Madrid, Spain, May 19, 2004 / 22:00 pm
Cardinal Carlos Amigo Vallejo, Archbishop of Seville, Spain, said this week that the celebration of the 150th anniversary of the proclamation of the Immaculate Conception of Mary provides an excellent opportunity to refocus on the Incarnation of Christ, in the midst of increasing secularization which seeks to exclude religion.
Cardinal Vallejo underscored the importance of this dogma “when a radical, and sometimes exasperated, secularism seeks to erase all signs of religion in the life of a society and a culture.”
In this context, he added, “it is very important to show what the mystery of the Incarnation of the Word has meant for history. In this mystery the person of Mary Immaculate is essential.”
The Cardinal made his comments during the inauguration of the 15th Symposium on the History of the Church in Spain and America, which this year is focusing on the dogma of the Immaculate Conception. The meeting is being organized by the Academy for Ecclesiastical History of Seville.
The inaugural event was attended by the Apostolic Nuncio to Spain, Archbishop Manuel Monteiro de Castro.

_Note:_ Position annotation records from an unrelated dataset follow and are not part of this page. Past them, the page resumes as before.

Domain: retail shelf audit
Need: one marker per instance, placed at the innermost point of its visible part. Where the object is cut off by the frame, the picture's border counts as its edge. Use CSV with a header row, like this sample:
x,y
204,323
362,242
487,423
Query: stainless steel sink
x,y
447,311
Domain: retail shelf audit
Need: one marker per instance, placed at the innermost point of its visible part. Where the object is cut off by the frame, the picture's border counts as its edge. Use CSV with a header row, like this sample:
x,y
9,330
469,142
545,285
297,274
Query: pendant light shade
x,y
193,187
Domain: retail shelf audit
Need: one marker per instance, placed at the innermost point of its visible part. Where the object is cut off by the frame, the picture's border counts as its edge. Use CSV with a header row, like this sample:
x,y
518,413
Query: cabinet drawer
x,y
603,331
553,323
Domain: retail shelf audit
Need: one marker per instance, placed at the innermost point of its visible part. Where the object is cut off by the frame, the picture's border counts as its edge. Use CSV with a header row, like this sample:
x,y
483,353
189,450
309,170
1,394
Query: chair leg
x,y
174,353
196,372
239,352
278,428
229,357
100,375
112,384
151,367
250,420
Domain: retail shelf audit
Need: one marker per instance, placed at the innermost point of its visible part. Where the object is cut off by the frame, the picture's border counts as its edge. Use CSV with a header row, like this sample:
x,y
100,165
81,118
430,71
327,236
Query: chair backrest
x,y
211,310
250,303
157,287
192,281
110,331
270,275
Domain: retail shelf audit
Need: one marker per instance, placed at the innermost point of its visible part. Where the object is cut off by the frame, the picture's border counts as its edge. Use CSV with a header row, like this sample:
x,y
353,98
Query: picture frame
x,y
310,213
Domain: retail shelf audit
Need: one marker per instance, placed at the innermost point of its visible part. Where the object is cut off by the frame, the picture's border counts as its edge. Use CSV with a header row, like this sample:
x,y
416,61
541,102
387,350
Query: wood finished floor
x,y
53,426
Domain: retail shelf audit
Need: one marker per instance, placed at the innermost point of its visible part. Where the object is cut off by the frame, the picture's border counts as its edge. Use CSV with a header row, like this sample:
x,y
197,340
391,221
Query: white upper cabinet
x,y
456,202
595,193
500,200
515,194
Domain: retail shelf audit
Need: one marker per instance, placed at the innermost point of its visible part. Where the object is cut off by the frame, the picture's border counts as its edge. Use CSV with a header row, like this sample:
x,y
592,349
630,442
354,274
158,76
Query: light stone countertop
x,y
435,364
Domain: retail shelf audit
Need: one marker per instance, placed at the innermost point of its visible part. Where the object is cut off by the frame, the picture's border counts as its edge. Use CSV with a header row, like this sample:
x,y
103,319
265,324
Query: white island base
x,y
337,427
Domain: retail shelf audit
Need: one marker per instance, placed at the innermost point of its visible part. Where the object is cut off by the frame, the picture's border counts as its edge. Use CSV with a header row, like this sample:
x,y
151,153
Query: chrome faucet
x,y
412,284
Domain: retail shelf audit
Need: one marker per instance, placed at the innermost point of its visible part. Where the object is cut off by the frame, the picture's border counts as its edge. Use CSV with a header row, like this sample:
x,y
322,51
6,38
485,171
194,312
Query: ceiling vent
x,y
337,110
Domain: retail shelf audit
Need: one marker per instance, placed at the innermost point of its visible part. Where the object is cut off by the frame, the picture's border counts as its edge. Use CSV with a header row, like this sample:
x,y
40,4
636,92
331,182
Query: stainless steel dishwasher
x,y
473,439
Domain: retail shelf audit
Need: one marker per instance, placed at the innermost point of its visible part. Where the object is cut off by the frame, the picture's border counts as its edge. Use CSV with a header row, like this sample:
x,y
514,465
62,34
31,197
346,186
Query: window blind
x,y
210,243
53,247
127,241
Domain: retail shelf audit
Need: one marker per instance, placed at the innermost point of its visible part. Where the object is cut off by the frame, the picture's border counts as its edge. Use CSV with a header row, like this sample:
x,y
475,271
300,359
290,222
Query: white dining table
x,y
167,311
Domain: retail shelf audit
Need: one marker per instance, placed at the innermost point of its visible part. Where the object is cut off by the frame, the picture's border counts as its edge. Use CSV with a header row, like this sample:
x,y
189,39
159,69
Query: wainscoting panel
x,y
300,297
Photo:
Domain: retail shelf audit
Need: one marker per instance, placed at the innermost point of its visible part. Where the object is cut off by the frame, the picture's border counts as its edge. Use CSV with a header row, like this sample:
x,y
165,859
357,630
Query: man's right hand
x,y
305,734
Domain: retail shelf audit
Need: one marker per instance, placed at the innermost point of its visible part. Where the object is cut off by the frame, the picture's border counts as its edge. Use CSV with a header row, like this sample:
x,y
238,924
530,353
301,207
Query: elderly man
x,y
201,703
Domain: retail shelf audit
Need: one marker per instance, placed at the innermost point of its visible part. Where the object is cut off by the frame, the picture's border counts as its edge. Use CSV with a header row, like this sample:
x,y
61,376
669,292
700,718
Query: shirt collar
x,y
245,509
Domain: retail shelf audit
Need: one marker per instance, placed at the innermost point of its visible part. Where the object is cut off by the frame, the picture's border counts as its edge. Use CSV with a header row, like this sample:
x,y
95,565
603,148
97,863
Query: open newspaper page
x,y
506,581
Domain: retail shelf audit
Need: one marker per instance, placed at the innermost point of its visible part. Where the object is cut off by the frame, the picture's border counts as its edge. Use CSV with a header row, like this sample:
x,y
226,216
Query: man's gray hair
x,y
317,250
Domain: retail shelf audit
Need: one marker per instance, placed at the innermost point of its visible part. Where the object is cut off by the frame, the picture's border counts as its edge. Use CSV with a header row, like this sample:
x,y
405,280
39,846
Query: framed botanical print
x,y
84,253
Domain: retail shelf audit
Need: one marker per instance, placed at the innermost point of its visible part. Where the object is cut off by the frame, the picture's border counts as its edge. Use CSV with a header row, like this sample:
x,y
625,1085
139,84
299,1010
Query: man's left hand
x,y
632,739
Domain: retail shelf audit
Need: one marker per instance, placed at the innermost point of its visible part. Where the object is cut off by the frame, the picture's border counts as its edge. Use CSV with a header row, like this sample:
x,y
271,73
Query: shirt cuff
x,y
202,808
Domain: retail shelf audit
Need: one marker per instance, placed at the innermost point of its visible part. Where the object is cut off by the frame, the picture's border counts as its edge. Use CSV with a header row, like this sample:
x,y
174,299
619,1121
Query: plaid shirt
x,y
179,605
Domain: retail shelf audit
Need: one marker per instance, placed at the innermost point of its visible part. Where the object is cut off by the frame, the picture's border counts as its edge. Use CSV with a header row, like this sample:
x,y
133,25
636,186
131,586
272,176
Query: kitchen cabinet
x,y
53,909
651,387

In his comments, the Cardinal emphasized the “singular importance” of the dogmatic definition of the Immaculate Conception of the Virgin Mary, and he thanked the organizers of the Symposium for “not letting this anniversary go by without stopping to consider what the truth of the Immaculate Conception of Mary has meant for the history of Seville, and in turn, what that meant for the spreading and developing of devotion to Mary Immaculate in the evangelization of America.”